Come sottacere la necessità di riconsiderare la Discendenza negli scritti di Fante? Non rischiamo, così facendo, di “minare” la popolarità del personaggio – scrittore?
“Il più famoso alter ego di Fante è stato il neanche tanto fittizio personaggio di Arturo Bandini. Ripenso, per un momento, al “chiodo fisso” del protagonista di alcuni tra i romanzi più amati dal grande pubblico: «Lui, ad esempio era un italiano di una stirpe contadina che si perdeva nella notte dei tempi»: così Arturo Bandini ripensava con fierezza alla discendenza dalla quale proveniva, quella ʻmatriceʼ capace di orientarlo nella vita caotica e frenetica che si respirava appena fuori dalla porta di casa a Rocklin (Colorado), da quel 456 di Walnut Street, lasciato ogni giorno per andare lavorare come muratore. Senza il passaggio di dover dare una discendenza, noi oggi non leggeremmo capolavori quali Aspetta Primavera, Bandini. Sfido chiunque a sottacere il tema della discendenza cimentandosi con il tanto divertente quanto inquietante Chiedi alla polvere”.

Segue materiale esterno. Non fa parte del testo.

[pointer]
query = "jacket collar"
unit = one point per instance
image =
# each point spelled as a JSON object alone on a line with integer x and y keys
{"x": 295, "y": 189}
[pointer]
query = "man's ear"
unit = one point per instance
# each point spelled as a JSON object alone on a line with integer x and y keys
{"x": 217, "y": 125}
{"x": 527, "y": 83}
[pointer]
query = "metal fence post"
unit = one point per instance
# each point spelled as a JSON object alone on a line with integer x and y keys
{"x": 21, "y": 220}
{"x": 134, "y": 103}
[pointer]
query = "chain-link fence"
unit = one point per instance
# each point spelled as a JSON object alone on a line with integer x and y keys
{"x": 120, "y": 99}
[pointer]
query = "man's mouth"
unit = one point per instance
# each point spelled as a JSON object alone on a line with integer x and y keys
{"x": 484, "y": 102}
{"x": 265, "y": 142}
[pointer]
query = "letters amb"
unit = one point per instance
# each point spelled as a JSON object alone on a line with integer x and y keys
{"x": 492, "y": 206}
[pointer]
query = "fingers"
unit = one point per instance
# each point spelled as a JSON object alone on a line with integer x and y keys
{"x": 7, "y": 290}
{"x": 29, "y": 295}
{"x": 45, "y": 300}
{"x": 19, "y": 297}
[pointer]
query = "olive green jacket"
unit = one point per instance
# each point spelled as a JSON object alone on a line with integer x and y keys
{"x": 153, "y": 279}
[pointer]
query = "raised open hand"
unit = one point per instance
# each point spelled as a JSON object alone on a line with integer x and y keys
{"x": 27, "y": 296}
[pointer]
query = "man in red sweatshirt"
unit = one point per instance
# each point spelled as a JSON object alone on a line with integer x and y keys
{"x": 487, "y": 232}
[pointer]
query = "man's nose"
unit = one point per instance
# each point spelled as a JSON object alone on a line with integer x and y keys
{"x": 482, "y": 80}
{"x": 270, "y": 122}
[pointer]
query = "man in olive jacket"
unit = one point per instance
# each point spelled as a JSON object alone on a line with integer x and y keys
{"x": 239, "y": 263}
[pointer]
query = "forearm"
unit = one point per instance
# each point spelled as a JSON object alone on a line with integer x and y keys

Uno dei tabù culturali oltremodo invisi al mainstream dominante, è stato ed è quello della valorizzazione della propria appartenenza. Leggere Fante può aiutarci a guardare con occhi nuovi al valore dell’appartenenza?
“Fante ha insegnato ad almeno tre generazioni di lettori cosa significasse, ogni giorno, vivere l’appartenenza ad una comunità e ai suoi valori, senza per questo dover rinunciare ad impegnarsi alla realizzazione dei propri sogni. Mai e poi mai «inghiottire e difendere principi di cui non sanno nulla». Senza dover scomodare le riflessioni ʻelaborateʼ dall’ Armando Plebe di turno, giova ricordare come l’anticomunismo di Fante è stato quanto di più consapevole e diretto ci possa essere. Tutti questi tasselli, opportunamente collocati per formare un mosaico d’insieme, animeranno i contenuti di un incontro culturale, fissato per giovedì 13 luglio presso la «Sala Tatarella» della Camera dei Deputati: sono certo che la presenza di validi esponenti della società civile all’evento non potrà che riavvicinare ciascuno dei presenti (e di quanti si documenteranno sull’evento) alla lettura del Burro di Denver”.
Ho sentito parlare di Fante e non l’ho mai letto per motivi di altri interessi e me ne rammarico. Lo leggero’.